Frank Schäffler (born 22 December 1968) is a German politician of the Free Democratic Party (FDP) who has served as a member of the Bundestag from 2005 to 2013 and again from 2017 to 2025.

==Early life and career==
Schäffler was born 1968 in the German town of Schwäbisch Gmünd and studied business administration at the Bielefeld University of Applied Sciences. He later worked as an insurance salesman.

==Political career==
Schäffler entered the liberal FDP in 1987 and first served as a member of the Bundestag from 2005 until 2013. During that time, he was a member of the Finance Committee.

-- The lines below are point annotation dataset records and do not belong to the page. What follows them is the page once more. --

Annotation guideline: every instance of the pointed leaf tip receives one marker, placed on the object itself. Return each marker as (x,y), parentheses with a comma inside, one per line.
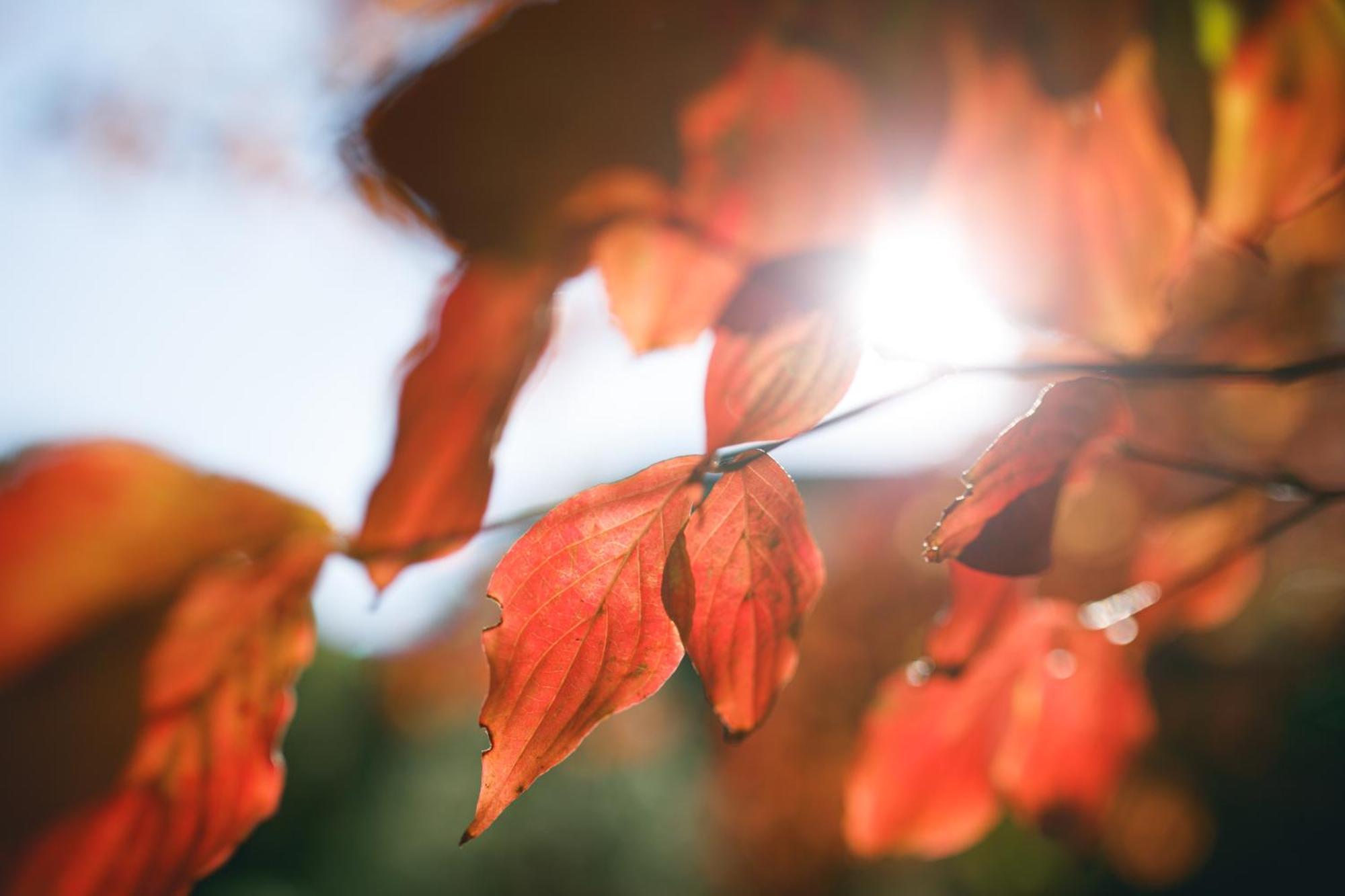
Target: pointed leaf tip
(740,581)
(583,631)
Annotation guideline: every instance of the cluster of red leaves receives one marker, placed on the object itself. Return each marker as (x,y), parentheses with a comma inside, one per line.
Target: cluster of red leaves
(719,170)
(738,212)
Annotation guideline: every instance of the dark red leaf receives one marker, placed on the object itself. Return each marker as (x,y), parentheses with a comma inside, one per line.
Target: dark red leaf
(785,352)
(740,580)
(583,631)
(461,384)
(1003,522)
(1079,712)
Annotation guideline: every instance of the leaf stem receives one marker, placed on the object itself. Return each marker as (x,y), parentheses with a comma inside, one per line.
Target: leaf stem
(1280,486)
(1156,372)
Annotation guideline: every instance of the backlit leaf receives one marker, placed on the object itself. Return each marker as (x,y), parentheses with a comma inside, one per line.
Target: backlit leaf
(740,581)
(142,733)
(1003,522)
(459,386)
(785,352)
(583,631)
(1079,712)
(664,286)
(1078,206)
(921,783)
(779,154)
(1178,552)
(1044,721)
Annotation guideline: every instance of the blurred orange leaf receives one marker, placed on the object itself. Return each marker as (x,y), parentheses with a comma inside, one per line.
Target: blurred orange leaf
(981,604)
(1003,522)
(1046,720)
(779,154)
(740,581)
(1184,546)
(459,386)
(1079,206)
(1280,135)
(664,286)
(1079,712)
(146,686)
(583,631)
(785,353)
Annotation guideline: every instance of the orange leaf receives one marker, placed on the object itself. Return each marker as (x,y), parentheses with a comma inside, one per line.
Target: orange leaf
(1079,208)
(1046,719)
(1278,128)
(664,286)
(1184,546)
(740,580)
(458,392)
(779,154)
(1078,713)
(981,606)
(921,782)
(138,522)
(142,733)
(583,631)
(783,353)
(1003,522)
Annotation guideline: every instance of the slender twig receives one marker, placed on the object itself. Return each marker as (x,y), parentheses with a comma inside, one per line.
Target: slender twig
(1278,485)
(736,456)
(1160,372)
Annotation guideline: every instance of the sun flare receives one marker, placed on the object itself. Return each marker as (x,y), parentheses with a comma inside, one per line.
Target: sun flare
(921,298)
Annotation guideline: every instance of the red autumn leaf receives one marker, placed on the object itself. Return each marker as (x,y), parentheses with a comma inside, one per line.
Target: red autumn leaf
(490,140)
(1079,712)
(1003,522)
(1044,720)
(921,782)
(779,154)
(138,522)
(1079,208)
(142,732)
(1280,135)
(785,353)
(461,384)
(739,583)
(665,287)
(981,604)
(583,631)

In 2011, Schäffler led a group of fellow eurosceptic MPs from the FDP who collected enough signatures to force a non-binding inner-party referendum on the question of whether the party should oppose the creation of the €500 billion European Stability Mechanism and instead take a much tougher line opposing bail-outs for debt-strapped members of the eurozone. The referendum was widely seen as destabilizing the coalition government under the leadership of Chancellor Angela Merkel amid the European debt crisis. In the run-up to the vote, he became the target of attacks from the party's leadership, including from foreign minister Guido Westerwelle and FDP Secretary General Christian Lindner, who described Schäffler as "Germany's David Cameron"; Lindner subsequently resigned from his position. In 2012, Schäffler co-founded the Alliance Against the ESM.

In 2014, Schäffler co-founded Prometheus — Das Freiheitsinstitut, a member of the Atlas Network.

In the 2017 elections, Schäffler was re-elected and joined the parliament again. In parliament, he first served on the Finance Committee again from 2018 until 2021 before moving to the Budget Committee and the Committee on Digitization. In addition to his committee assignments, he was a deputy chairman of the German-Swiss Parliamentary Friendship Group.

In the negotiations to form a so-called traffic light coalition of the Social Democratic Party (SPD), the Green Party and the FDP following the 2021 federal elections, Schäffler was part of his party's delegation in the working group on European affairs, co-chaired by Udo Bullmann, Franziska Brantner and Nicola Beer.

In 2023, Schäffler announced his candidacy to challenge Lukas Köhler as deputy chair of the FDP parliamentary group; in an internal vote, however, he ultimately lost against Köhler.

==Other activities==
===Corporate boards===
- KfW, Member of the Board of Supervisory Directors (since 2022)
- Bitcoin Group SE, Member of the Supervisory Board (-2018)

===Non-profit organizations===
- Nuclear Waste Disposal Fund (KENFO), Member of the Board of Trustees (since 2022)
- Federal Financial Supervisory Authority (BaFin), Member of the Administrative Council (since 2018)
- Federation of German Consumer Organisations (VZBV), Member of the Advisory Board on Financial Markets
- Friedrich August von Hayek Foundation, Member

==Political positions==
Schäffler is considered to be a libertarian, he rejects the label and consideres himself to be a classical liberal. He denies the scientific consensus on climate change.